A Fayette Circuit judge has temporarily halted the demolition of a former state office building in a historic district at the corner of High and South Upper streets.

Fayette Circuit Judge Thomas Travis granted a motion on Aug. 1 by the Blue Grass Trust for Historic Preservation for a temporary injunction and restraining order that halts the proposed demolition of the building as Travis considers the preservation group’s appeal of a June Board of Adjustment decision allowing demolition of the building.

The fate of the former state employment office, which was built in 1956 and has been vacant for years, has been in limbo for a year as its demolition has been challenged in two separate court cases.

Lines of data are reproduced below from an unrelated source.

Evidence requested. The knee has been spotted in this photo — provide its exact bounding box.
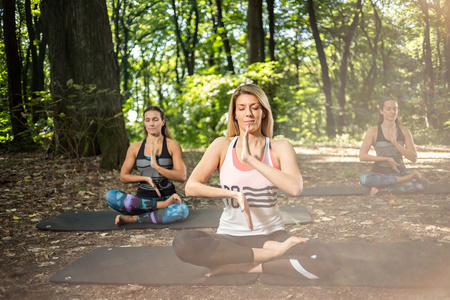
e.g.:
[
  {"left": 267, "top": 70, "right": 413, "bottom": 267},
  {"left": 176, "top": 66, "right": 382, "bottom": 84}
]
[
  {"left": 105, "top": 190, "right": 119, "bottom": 206},
  {"left": 172, "top": 230, "right": 205, "bottom": 262},
  {"left": 308, "top": 240, "right": 342, "bottom": 278}
]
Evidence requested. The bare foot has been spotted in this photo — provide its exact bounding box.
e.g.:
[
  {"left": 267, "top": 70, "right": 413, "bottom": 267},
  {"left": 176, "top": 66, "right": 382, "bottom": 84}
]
[
  {"left": 370, "top": 187, "right": 379, "bottom": 196},
  {"left": 205, "top": 263, "right": 262, "bottom": 277},
  {"left": 115, "top": 215, "right": 137, "bottom": 226},
  {"left": 411, "top": 171, "right": 422, "bottom": 181},
  {"left": 263, "top": 236, "right": 309, "bottom": 258}
]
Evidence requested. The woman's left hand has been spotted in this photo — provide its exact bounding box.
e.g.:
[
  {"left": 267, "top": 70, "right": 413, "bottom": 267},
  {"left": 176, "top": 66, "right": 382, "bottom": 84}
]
[
  {"left": 241, "top": 125, "right": 252, "bottom": 163},
  {"left": 150, "top": 144, "right": 159, "bottom": 169}
]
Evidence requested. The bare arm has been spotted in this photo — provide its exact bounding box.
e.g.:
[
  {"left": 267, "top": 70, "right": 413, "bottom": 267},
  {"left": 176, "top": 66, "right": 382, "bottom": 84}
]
[
  {"left": 120, "top": 142, "right": 161, "bottom": 197},
  {"left": 241, "top": 127, "right": 303, "bottom": 196},
  {"left": 390, "top": 128, "right": 417, "bottom": 162},
  {"left": 185, "top": 138, "right": 253, "bottom": 229},
  {"left": 151, "top": 139, "right": 187, "bottom": 182},
  {"left": 359, "top": 127, "right": 400, "bottom": 173}
]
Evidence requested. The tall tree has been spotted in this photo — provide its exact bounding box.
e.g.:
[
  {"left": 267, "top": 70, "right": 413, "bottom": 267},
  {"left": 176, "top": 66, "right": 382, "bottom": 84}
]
[
  {"left": 25, "top": 0, "right": 47, "bottom": 123},
  {"left": 337, "top": 0, "right": 361, "bottom": 134},
  {"left": 3, "top": 0, "right": 31, "bottom": 143},
  {"left": 267, "top": 0, "right": 275, "bottom": 61},
  {"left": 41, "top": 0, "right": 128, "bottom": 169},
  {"left": 172, "top": 0, "right": 200, "bottom": 75},
  {"left": 214, "top": 0, "right": 234, "bottom": 74},
  {"left": 247, "top": 0, "right": 265, "bottom": 65},
  {"left": 306, "top": 0, "right": 336, "bottom": 138},
  {"left": 418, "top": 0, "right": 438, "bottom": 128}
]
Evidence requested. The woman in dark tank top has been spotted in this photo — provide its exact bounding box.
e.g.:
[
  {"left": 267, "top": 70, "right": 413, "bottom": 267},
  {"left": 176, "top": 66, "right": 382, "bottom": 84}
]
[
  {"left": 359, "top": 98, "right": 428, "bottom": 195},
  {"left": 106, "top": 106, "right": 189, "bottom": 226}
]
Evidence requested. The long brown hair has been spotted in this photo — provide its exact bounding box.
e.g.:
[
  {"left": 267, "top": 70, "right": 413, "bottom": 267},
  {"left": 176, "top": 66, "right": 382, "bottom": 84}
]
[
  {"left": 378, "top": 97, "right": 403, "bottom": 127},
  {"left": 143, "top": 105, "right": 172, "bottom": 139},
  {"left": 228, "top": 84, "right": 273, "bottom": 138}
]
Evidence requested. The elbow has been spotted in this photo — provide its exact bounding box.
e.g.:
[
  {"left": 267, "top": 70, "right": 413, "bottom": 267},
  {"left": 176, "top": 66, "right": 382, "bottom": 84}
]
[
  {"left": 119, "top": 174, "right": 127, "bottom": 183},
  {"left": 291, "top": 187, "right": 303, "bottom": 197},
  {"left": 180, "top": 172, "right": 187, "bottom": 183},
  {"left": 184, "top": 180, "right": 194, "bottom": 197}
]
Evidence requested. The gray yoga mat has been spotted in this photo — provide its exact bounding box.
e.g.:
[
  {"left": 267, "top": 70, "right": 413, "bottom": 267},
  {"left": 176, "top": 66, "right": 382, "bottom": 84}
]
[
  {"left": 279, "top": 183, "right": 450, "bottom": 197},
  {"left": 50, "top": 247, "right": 258, "bottom": 286},
  {"left": 260, "top": 242, "right": 450, "bottom": 288},
  {"left": 50, "top": 242, "right": 450, "bottom": 288},
  {"left": 36, "top": 205, "right": 312, "bottom": 231}
]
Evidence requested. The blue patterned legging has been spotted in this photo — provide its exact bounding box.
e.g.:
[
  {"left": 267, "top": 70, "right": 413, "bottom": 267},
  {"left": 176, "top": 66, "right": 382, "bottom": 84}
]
[
  {"left": 105, "top": 190, "right": 189, "bottom": 223},
  {"left": 360, "top": 173, "right": 425, "bottom": 193}
]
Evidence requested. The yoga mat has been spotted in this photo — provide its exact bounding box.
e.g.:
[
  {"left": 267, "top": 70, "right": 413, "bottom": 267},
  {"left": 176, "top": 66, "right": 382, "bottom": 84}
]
[
  {"left": 36, "top": 205, "right": 312, "bottom": 231},
  {"left": 260, "top": 242, "right": 450, "bottom": 288},
  {"left": 279, "top": 183, "right": 450, "bottom": 197},
  {"left": 50, "top": 247, "right": 258, "bottom": 286}
]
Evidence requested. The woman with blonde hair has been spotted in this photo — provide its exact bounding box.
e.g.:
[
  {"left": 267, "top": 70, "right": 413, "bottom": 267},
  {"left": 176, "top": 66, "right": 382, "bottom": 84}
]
[{"left": 173, "top": 84, "right": 340, "bottom": 279}]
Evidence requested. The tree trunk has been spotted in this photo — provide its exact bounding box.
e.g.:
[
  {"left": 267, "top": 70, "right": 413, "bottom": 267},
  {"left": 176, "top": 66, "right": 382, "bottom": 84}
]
[
  {"left": 307, "top": 0, "right": 336, "bottom": 138},
  {"left": 3, "top": 0, "right": 31, "bottom": 145},
  {"left": 444, "top": 1, "right": 450, "bottom": 89},
  {"left": 267, "top": 0, "right": 275, "bottom": 61},
  {"left": 172, "top": 0, "right": 199, "bottom": 76},
  {"left": 337, "top": 0, "right": 361, "bottom": 134},
  {"left": 25, "top": 0, "right": 47, "bottom": 123},
  {"left": 354, "top": 1, "right": 382, "bottom": 126},
  {"left": 419, "top": 0, "right": 438, "bottom": 128},
  {"left": 41, "top": 0, "right": 128, "bottom": 170},
  {"left": 247, "top": 0, "right": 265, "bottom": 65},
  {"left": 215, "top": 0, "right": 234, "bottom": 74}
]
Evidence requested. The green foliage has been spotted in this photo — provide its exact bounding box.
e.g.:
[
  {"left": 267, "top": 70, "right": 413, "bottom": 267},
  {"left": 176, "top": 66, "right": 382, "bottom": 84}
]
[{"left": 0, "top": 0, "right": 450, "bottom": 156}]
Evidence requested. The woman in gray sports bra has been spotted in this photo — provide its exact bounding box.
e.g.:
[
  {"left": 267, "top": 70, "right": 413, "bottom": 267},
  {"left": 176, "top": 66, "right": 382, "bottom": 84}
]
[
  {"left": 106, "top": 106, "right": 189, "bottom": 226},
  {"left": 359, "top": 98, "right": 428, "bottom": 195}
]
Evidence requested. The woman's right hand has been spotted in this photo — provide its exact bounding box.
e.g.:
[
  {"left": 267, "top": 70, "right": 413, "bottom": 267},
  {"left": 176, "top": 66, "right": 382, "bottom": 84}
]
[
  {"left": 236, "top": 193, "right": 253, "bottom": 230},
  {"left": 387, "top": 157, "right": 400, "bottom": 173},
  {"left": 145, "top": 177, "right": 161, "bottom": 197}
]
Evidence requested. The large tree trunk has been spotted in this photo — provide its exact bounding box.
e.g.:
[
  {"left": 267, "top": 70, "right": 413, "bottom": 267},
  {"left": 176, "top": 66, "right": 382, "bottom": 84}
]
[
  {"left": 418, "top": 0, "right": 438, "bottom": 128},
  {"left": 3, "top": 0, "right": 31, "bottom": 144},
  {"left": 214, "top": 0, "right": 234, "bottom": 74},
  {"left": 171, "top": 0, "right": 200, "bottom": 76},
  {"left": 247, "top": 0, "right": 265, "bottom": 65},
  {"left": 444, "top": 1, "right": 450, "bottom": 88},
  {"left": 25, "top": 0, "right": 47, "bottom": 123},
  {"left": 41, "top": 0, "right": 128, "bottom": 169},
  {"left": 267, "top": 0, "right": 275, "bottom": 61},
  {"left": 307, "top": 0, "right": 336, "bottom": 138},
  {"left": 337, "top": 0, "right": 361, "bottom": 134}
]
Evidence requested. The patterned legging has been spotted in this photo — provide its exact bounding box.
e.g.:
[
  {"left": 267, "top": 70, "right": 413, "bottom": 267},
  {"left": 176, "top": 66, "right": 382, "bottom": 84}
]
[
  {"left": 360, "top": 173, "right": 425, "bottom": 193},
  {"left": 105, "top": 190, "right": 189, "bottom": 223}
]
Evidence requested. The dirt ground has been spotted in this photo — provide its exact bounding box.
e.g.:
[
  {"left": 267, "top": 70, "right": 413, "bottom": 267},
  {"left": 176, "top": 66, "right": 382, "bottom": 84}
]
[{"left": 0, "top": 144, "right": 450, "bottom": 300}]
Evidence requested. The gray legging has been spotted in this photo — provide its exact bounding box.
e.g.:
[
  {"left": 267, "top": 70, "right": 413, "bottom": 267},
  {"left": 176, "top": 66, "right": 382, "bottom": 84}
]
[{"left": 173, "top": 230, "right": 341, "bottom": 279}]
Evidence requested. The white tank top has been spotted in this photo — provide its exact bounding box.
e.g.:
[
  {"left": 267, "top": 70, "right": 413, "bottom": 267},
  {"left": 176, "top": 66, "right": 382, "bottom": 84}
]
[{"left": 217, "top": 136, "right": 284, "bottom": 236}]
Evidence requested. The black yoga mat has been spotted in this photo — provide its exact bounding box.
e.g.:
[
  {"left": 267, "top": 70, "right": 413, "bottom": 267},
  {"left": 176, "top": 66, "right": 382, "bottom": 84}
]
[
  {"left": 260, "top": 242, "right": 450, "bottom": 288},
  {"left": 50, "top": 247, "right": 258, "bottom": 286},
  {"left": 36, "top": 205, "right": 312, "bottom": 231},
  {"left": 280, "top": 183, "right": 450, "bottom": 197}
]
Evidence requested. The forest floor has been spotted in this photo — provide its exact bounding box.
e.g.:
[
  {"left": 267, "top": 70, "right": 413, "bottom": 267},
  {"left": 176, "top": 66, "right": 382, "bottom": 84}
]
[{"left": 0, "top": 144, "right": 450, "bottom": 300}]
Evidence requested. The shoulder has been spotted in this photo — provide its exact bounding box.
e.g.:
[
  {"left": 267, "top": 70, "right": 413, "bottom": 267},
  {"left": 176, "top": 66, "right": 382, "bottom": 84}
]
[
  {"left": 367, "top": 126, "right": 378, "bottom": 134},
  {"left": 166, "top": 138, "right": 181, "bottom": 148},
  {"left": 128, "top": 141, "right": 144, "bottom": 153},
  {"left": 270, "top": 139, "right": 293, "bottom": 153},
  {"left": 399, "top": 126, "right": 411, "bottom": 136},
  {"left": 365, "top": 126, "right": 378, "bottom": 141},
  {"left": 208, "top": 137, "right": 233, "bottom": 150}
]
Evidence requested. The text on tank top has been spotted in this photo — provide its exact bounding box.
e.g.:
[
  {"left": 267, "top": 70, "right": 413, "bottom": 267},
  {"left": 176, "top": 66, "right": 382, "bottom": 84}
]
[{"left": 217, "top": 136, "right": 284, "bottom": 236}]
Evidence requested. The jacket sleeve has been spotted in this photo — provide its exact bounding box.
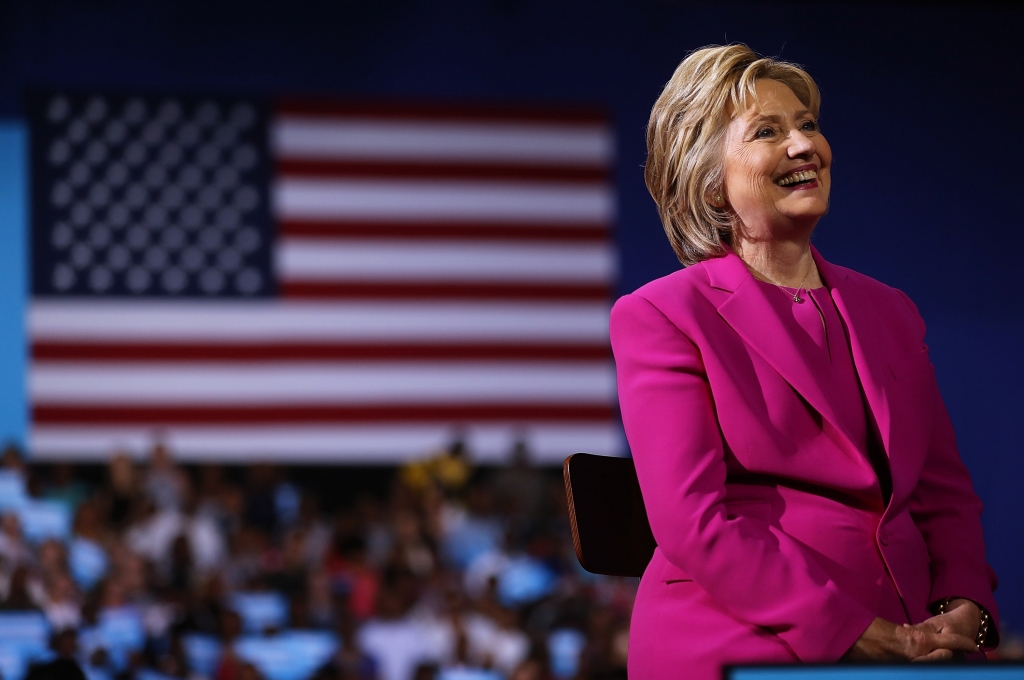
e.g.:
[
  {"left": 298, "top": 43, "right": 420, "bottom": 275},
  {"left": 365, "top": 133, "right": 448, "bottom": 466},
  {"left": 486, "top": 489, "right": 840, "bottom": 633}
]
[
  {"left": 610, "top": 294, "right": 874, "bottom": 662},
  {"left": 900, "top": 291, "right": 999, "bottom": 648}
]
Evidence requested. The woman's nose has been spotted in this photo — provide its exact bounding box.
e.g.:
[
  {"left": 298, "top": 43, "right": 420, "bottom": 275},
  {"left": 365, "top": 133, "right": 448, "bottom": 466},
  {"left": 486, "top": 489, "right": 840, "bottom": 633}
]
[{"left": 787, "top": 130, "right": 818, "bottom": 158}]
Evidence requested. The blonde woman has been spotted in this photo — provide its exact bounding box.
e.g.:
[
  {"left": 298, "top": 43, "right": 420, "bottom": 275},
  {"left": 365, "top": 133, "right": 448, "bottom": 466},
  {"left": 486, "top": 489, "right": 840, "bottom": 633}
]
[{"left": 611, "top": 45, "right": 997, "bottom": 679}]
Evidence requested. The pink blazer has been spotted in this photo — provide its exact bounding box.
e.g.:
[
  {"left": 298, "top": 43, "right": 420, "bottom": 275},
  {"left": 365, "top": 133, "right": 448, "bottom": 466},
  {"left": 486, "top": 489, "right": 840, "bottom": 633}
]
[{"left": 611, "top": 244, "right": 997, "bottom": 678}]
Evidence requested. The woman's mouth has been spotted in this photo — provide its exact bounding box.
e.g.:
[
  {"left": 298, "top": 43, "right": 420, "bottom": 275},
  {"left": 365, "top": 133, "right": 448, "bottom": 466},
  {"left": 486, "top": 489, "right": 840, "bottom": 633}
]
[{"left": 775, "top": 170, "right": 818, "bottom": 186}]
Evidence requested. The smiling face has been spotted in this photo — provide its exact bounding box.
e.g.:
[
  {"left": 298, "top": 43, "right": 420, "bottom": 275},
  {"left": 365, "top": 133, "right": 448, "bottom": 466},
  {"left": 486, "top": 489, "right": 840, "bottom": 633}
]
[{"left": 723, "top": 80, "right": 831, "bottom": 241}]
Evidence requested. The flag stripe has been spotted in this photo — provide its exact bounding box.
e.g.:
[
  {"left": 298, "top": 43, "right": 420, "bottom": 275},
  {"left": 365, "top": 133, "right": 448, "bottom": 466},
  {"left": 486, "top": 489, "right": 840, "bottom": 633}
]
[
  {"left": 32, "top": 402, "right": 615, "bottom": 425},
  {"left": 29, "top": 362, "right": 615, "bottom": 405},
  {"left": 275, "top": 239, "right": 615, "bottom": 286},
  {"left": 32, "top": 342, "right": 611, "bottom": 363},
  {"left": 276, "top": 158, "right": 608, "bottom": 182},
  {"left": 272, "top": 177, "right": 614, "bottom": 224},
  {"left": 29, "top": 298, "right": 608, "bottom": 344},
  {"left": 275, "top": 98, "right": 608, "bottom": 126},
  {"left": 30, "top": 422, "right": 623, "bottom": 464},
  {"left": 279, "top": 281, "right": 611, "bottom": 302},
  {"left": 278, "top": 219, "right": 609, "bottom": 243},
  {"left": 270, "top": 116, "right": 614, "bottom": 167}
]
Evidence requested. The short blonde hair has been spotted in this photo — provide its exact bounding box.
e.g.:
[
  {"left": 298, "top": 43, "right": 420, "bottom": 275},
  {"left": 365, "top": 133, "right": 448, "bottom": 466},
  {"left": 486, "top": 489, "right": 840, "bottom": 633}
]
[{"left": 644, "top": 44, "right": 821, "bottom": 265}]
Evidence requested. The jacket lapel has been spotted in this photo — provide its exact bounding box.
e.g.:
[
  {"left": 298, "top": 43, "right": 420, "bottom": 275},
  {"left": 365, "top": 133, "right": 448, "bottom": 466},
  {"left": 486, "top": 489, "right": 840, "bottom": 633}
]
[
  {"left": 703, "top": 251, "right": 847, "bottom": 446},
  {"left": 811, "top": 246, "right": 892, "bottom": 456}
]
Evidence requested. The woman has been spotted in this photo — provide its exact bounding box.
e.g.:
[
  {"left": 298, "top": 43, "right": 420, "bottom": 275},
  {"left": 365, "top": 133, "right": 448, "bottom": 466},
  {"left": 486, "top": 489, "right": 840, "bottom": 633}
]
[{"left": 611, "top": 45, "right": 997, "bottom": 678}]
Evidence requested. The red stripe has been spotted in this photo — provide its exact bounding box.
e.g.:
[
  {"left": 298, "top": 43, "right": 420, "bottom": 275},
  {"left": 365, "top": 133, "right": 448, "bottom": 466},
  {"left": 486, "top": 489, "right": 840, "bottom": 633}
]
[
  {"left": 32, "top": 403, "right": 614, "bottom": 425},
  {"left": 274, "top": 99, "right": 608, "bottom": 124},
  {"left": 32, "top": 342, "right": 611, "bottom": 362},
  {"left": 278, "top": 220, "right": 611, "bottom": 242},
  {"left": 278, "top": 159, "right": 608, "bottom": 182},
  {"left": 278, "top": 281, "right": 611, "bottom": 302}
]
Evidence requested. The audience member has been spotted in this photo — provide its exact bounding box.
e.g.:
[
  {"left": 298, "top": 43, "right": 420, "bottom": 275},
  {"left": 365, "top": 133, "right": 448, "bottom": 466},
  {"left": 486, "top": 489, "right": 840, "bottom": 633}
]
[{"left": 0, "top": 439, "right": 636, "bottom": 680}]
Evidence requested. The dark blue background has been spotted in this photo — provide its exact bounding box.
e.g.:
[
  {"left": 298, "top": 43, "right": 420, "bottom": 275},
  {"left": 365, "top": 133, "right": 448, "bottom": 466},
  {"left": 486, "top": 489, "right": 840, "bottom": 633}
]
[{"left": 0, "top": 0, "right": 1024, "bottom": 630}]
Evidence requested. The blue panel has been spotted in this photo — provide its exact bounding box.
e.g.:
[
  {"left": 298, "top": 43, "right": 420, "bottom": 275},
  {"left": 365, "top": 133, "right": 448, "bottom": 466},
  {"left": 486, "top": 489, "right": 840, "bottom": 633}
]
[
  {"left": 725, "top": 664, "right": 1024, "bottom": 680},
  {"left": 0, "top": 123, "right": 29, "bottom": 448}
]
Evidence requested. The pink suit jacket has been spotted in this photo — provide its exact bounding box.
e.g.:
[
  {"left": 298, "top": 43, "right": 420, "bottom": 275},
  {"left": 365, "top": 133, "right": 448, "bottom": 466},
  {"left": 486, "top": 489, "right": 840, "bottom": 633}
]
[{"left": 611, "top": 249, "right": 997, "bottom": 678}]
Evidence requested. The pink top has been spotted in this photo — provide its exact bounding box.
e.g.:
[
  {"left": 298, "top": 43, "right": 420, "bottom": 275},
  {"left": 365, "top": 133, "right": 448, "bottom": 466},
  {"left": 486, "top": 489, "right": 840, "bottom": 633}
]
[
  {"left": 758, "top": 280, "right": 910, "bottom": 624},
  {"left": 758, "top": 281, "right": 870, "bottom": 460}
]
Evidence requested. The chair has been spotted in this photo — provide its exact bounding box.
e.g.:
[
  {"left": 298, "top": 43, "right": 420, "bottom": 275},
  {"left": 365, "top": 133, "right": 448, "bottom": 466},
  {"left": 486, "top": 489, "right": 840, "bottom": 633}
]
[{"left": 562, "top": 454, "right": 657, "bottom": 577}]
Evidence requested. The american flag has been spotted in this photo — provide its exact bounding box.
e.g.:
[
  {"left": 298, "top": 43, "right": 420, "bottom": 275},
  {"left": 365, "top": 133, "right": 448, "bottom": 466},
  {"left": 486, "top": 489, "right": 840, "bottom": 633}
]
[{"left": 28, "top": 92, "right": 624, "bottom": 462}]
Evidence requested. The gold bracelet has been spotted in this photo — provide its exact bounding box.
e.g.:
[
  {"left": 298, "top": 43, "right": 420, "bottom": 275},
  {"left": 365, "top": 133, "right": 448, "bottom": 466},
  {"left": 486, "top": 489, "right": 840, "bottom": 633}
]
[{"left": 936, "top": 597, "right": 992, "bottom": 649}]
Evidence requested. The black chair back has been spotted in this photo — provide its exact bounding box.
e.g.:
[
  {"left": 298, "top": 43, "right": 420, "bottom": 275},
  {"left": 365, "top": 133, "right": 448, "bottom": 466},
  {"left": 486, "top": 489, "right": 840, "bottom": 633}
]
[{"left": 562, "top": 454, "right": 657, "bottom": 577}]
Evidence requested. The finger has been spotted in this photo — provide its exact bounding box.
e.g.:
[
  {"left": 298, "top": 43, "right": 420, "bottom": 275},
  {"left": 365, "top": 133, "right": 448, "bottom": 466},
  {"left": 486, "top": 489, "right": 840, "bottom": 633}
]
[
  {"left": 928, "top": 633, "right": 978, "bottom": 652},
  {"left": 910, "top": 649, "right": 953, "bottom": 664}
]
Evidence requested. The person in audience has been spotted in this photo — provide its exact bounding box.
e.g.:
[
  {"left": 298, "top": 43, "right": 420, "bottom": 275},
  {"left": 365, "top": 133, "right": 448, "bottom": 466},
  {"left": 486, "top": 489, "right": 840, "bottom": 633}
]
[{"left": 0, "top": 444, "right": 671, "bottom": 680}]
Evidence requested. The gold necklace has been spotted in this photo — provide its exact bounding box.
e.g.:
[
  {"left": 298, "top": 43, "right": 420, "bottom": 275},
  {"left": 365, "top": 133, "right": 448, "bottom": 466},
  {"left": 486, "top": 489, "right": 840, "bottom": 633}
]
[{"left": 746, "top": 263, "right": 814, "bottom": 303}]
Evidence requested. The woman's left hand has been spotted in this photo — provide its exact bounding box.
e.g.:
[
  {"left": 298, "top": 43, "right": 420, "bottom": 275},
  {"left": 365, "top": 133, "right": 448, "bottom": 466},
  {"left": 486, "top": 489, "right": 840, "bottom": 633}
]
[{"left": 903, "top": 599, "right": 981, "bottom": 661}]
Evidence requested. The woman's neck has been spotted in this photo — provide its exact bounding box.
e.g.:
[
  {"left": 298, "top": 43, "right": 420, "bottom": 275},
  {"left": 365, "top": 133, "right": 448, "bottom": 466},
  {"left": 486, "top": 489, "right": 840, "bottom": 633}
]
[{"left": 732, "top": 239, "right": 824, "bottom": 288}]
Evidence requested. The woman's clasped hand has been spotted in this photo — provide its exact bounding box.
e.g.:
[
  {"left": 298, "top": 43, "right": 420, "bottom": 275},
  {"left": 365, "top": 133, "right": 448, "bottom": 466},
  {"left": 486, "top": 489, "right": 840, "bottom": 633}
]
[{"left": 844, "top": 599, "right": 981, "bottom": 662}]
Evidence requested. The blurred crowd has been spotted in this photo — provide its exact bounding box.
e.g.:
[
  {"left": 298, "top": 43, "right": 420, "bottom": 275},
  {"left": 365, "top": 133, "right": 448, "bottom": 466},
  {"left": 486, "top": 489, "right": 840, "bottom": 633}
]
[{"left": 0, "top": 441, "right": 636, "bottom": 680}]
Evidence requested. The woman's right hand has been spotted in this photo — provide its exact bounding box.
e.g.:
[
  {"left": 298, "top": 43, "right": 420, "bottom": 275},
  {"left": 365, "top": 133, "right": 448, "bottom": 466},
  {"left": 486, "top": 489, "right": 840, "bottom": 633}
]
[{"left": 843, "top": 619, "right": 977, "bottom": 662}]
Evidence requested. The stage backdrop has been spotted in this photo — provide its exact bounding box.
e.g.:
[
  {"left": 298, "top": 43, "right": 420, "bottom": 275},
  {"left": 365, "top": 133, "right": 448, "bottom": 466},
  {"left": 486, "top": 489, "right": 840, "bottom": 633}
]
[
  {"left": 22, "top": 91, "right": 624, "bottom": 463},
  {"left": 0, "top": 0, "right": 1024, "bottom": 630}
]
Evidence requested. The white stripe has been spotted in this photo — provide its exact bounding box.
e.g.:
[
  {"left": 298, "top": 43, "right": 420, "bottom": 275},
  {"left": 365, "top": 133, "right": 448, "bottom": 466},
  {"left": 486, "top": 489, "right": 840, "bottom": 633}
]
[
  {"left": 272, "top": 176, "right": 615, "bottom": 223},
  {"left": 29, "top": 362, "right": 615, "bottom": 406},
  {"left": 29, "top": 423, "right": 626, "bottom": 465},
  {"left": 270, "top": 116, "right": 614, "bottom": 167},
  {"left": 28, "top": 299, "right": 608, "bottom": 343},
  {"left": 275, "top": 239, "right": 615, "bottom": 284}
]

The Webb Companies want to raze the building to develop The Residences at South Hill, a four-story apartment complex. The Board of Architectural Review, which must sign off on demolitions in historic districts, voted to approve the demolition in August 2018 but limited the maximum height of the new apartment building to four stories, among other design changes. The Board of Architectural Review’s decision was appealed to the Urban County Planning Commission, which unanimously approved the demolition in October 2018.

Residences at South Hill.jpg
The proposed Residences at South Hill will be built after a two-story former government office building is razed at the corner of High and Upper streets. The new building will be four stories.

The city’s historic preservation staff had recommended denying the permit to demolish and said the Webbs had not provided enough evidence to show the building could not be remolded and used again as an office building.

The Webb Companies argued it would be too costly to rehabilitate the building and the building did not contribute to the historical significance of the South Hill Neighborhood, which is known for homes that are more than a century old.

The Blue Grass Trust, a local historic preservation group which argued against demolition, filed a lawsuit in October. In January, that case was dismissed based on procedural issue. The group then appealed the January dismissal to the state Court of Appeals.

Meanwhile, the Webb Companies asked the Board of Adjustment in June to rule that the demolition permit could be issued. The Board of Adjustment, which handles administrative appeals, agreed the demolition permit could be issued. The Blue Grass Trust filed a separate lawsuit June 18 asking Travis to overturn the Board of Adjustment’s decision. As part of that lawsuit, the trust asked Travis to issue a temporary injunction stopping the city from issuing the building permit.

The trust must post a $25,000 appeal bond, Travis wrote.

Jessica Winters, a lawyer for the Blue Grass Trust, said the group will post the bond.

Nick Nicholson, a lawyer for the Webb Companies, said the Historic South Hill Neighborhood supported the demolition and the Residences at South Hill. The trust’s decision to tie the issue up in court is a waste of resources, he said.

“We find it quite unfortunate that the Blue Grass Trust is trying to hold up a significant downtown development which has been approved by every LFUCG entity with authority over the project and supported by the historic neighborhood in which the building and the project are located,” Nicholson said. “The neighborhood that is most directly impacted by this structure fully supported the demolition of the structure as they felt it was a detriment to their neighborhood.”

The temporary injunction could remain in place until the various appeals have been decided, which could take years.